Secretary of State John Kerry spoke with Nigerian President Goodluck Jonathan on Tuesday, offering to “provide expertise on intelligence, investigations and hostage negotiations” in the search for the nearly 300 schoolgirls who were kidnapped three weeks ago.
President Jonathan accepted the offer on the same day suspected gunmen kidnapped eight more girls in the African country.
“We remain deeply concerned about the welfare of these young girls,” Kerry told NBC News’ Andrea Mitchell. “And we want to provide whatever assistance in order to help for their safe return to their families.”
Kerry said that the U.S. has been in touch with Nigeria since day one, but “the complications that have arisen convinced everybody that there needs to be a greater effort.”
The secretary said the aid effort will take place immediately.
The Islamist military group Boko Haram claimed responsibility this week for the mass abduction of 276 schoolgirls in Nigeria on April 14. They also threatened to "sell" the young women on the market.
The U.S. Senate officially condemned the abduction of the girls on Tuesday. Senate Majority Leader Harry Reid said he was concerned about the “very tepid” response from the Nigerian government to fight terrorism.
“I've had a lot of titles in my life -- officer, lieutenant governor and majority leader -- but the title that has meant the most to me has always been 'father,’” Reid said on the Senate floor. “I have five children.

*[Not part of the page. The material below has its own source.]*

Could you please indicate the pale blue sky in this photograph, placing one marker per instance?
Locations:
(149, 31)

The oldest is my only daughter, Lana. I also have 12 granddaughters. As a father and grandfather, I can't imagine the horror of having my precious girls abducted. But for hundreds of families in Nigeria, my nightmare is their reality.”
A group of lawmakers, including House Minority Leader Nancy Pelosi and Sens. Barbara Mikulski, Democrat of Maryland, and Tim Scott, Republican of South Carolina, later gathered on the east steps of the Capitol to participate in a moment of silence for the victims.
Boko Haram, responsible for at least 1,500 deaths this year, has been known for attacking schools, police stations, government buildings, and churches.
President Barack Obama issued orders "to do everything we can to help the Nigerian government find and free these young women," said State Department spokesperson Jen Psaki.
The teenage girls range in age from 16 to 18. The suspected kidnappers took the girls from their dormitories at a school in the town of Chibok three weeks ago, and drove away with them in trucks during the middle of the night.
Parents of the students and the international community have placed pressure on Jonathan's administration as the conflict between Christians and Muslims continues to escalate in Africa's most populous nation.
The militant group advocates enforcing Sharia law and opposes education. Boko Haram translates to "Western education is forbidden."
Kerry also said that he planned to meet with Obama to discuss the international issue and any additional efforts the U.S. may carry out.
“I think the White House will have more to say about what we are going to be doing,” Kerry told NBC News. “But the simple answer is we’re going to do everything in our power to be able to be helpful.”